Die gründlich vorbereitete und mit Sachspenden führender deutscher Firmen großzügig unterstützte Expedition dauerte vom 26. Februar bis zum 21. Dezember 1935. Standquartier war die afghanische Hauptstadt Kabul. Die ersten drei Monate waren ausgefüllt mit Vorgesprächen bei Behörden, technischen Vorbereitungen und Erkundungsfahrten in die afghanische Bergwelt. Die eigentliche Expedition begann am 28. Mai und endete am 15. Oktober. Forschungs- und Sammelgebiete waren die ostafghanische, an der Südseite des Hindukusch gelegene Provinz Nuristan und die in Nord-West-Indien gelegene Landschaft Chitral. Das Expeditionsgepäck wurde vornehmlich von Maultieren transportiert, zeitweise auch von einheimischen Trägern. Zum Schutz der Expedition hatte die afghanische Regierung als ständige Begleitung sechzehn Soldaten und zwei Offiziere abgestellt.

4.500 Saatgutproben und Stecklinge von Wild- und Kulturpflanzen und mehr als 10.000 photographische Aufnahmen brachten die Expeditionsteilnehmer mit nach Deutschland. Außerdem eine Mineralien- und eine Insektensammlung, sowie – dokumentiert auf 40 Phonographenwalzen – Lieder, Sprüche und Gedichte der Bevölkerung aus den bereisten Regionen. Verlauf und Ergebnisse der Expedition haben Arnold Scheibe und die anderen Teilnehmer in dem 1937 erschienenen Buch Deutsche im Hindukusch ausführlich beschrieben.

Das während der Expedition gesammelte Material wurde zur wissenschaftlichen Bearbeitung an Universitätsinstitute und Forschungsanstalten weitergegeben. Besonders an den Instituten für Pflanzenbau und Pflanzenzüchtung begann eine rege Versuchstätigkeit.

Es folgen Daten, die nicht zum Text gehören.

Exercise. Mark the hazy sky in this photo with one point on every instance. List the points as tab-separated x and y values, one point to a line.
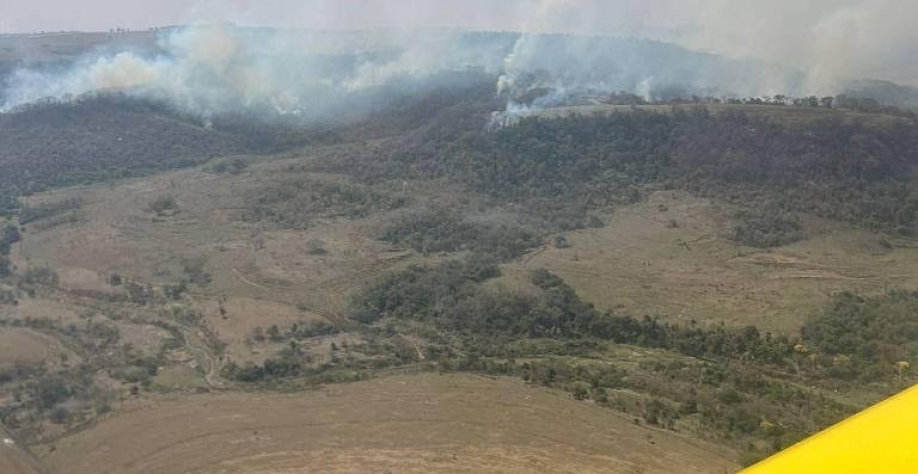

Zahlreiche Forschungsprojekte blieben jedoch unvollendet. Von dem mitgebrachten Saatgut ist durch die Kriegsereignisse ein erheblicher Teil verlorengegangen. Die noch vorhandenen Reste sind im Leibniz-Institut für Pflanzengenetik und Kulturpflanzenforschung in Gatersleben archiviert und stehen heute noch als lebendes Genreservoir und wissenschaftliches Referenzmaterial für die Forschung zur Verfügung.

Literatur

  • Arnold Scheibe: Die Deutsche Hindukusch-Expedition 1935 der Deutschen Forschungsgemeinschaft. In: Der Diplomlandwirt Jg. 17, 1936, S. 109–112.
  • Albert Herrlich: Auf der Suche nach dem Urweizen. Die Deutsche Hindukusch-Expedition 1935. In: Die Umschau Jg. 40, 1936, S. 623–632.
  • Albert Herrlich: Deutsche im Hindukusch. In: Durch alle Welt, Heft 41 (Oktober 1936) bis Heft 51 (Dezember 1936), 40 Seiten mit über 100 Fotos des Verfassers.
  • Deutsche im Hindukusch. Bericht der Deutschen Hindukusch-Expedition 1935 der Deutschen Forschungsgemeinschaft. Herausgegeben von Arnold Scheibe. Karl Siegismund Verlag Berlin 1937 = Deutsche Forschung. Schriften der Deutschen Forschungsgemeinschaft, Neue Folge Bd. 1 (mit 120 Abbildungen und 12 Karten).
  • Über die Ergebnisse der mit dem Sammelgut der Hindukusch-Expedition in Deutschland durchgeführten Anbau- und Züchtungsversuche wurde eine Vielzahl von Beiträgen in landwirtschaftlichen und botanischen Fachzeitschriften veröffentlicht. Beachtenswerte Ergebnisberichte: Hilde Pieper: Vergleichende Untersuchungen an Varietäten des Kulturmohns (Papaver somniferum) (Landwirtschaftliche Jahrbücher Bd. 89, 1939, S. 333–392) und Arnold Scheibe: Die Hirsen im Hindukusch (Zeitschrift für Pflanzenzüchtung Bd. 25, 1943, S. 392–436).
  • Peter Mierau: Nationalsozialistische Expeditionspolitik. Deutsche Asien-Expeditionen 1933-1945, München: Herbert Utz Verlag 2006, ISBN 3831604096. (http://hsozkult.geschichte.hu-berlin.de/rezensionen/2006-4-200.pdf Rezension des Buches bei hsozkult)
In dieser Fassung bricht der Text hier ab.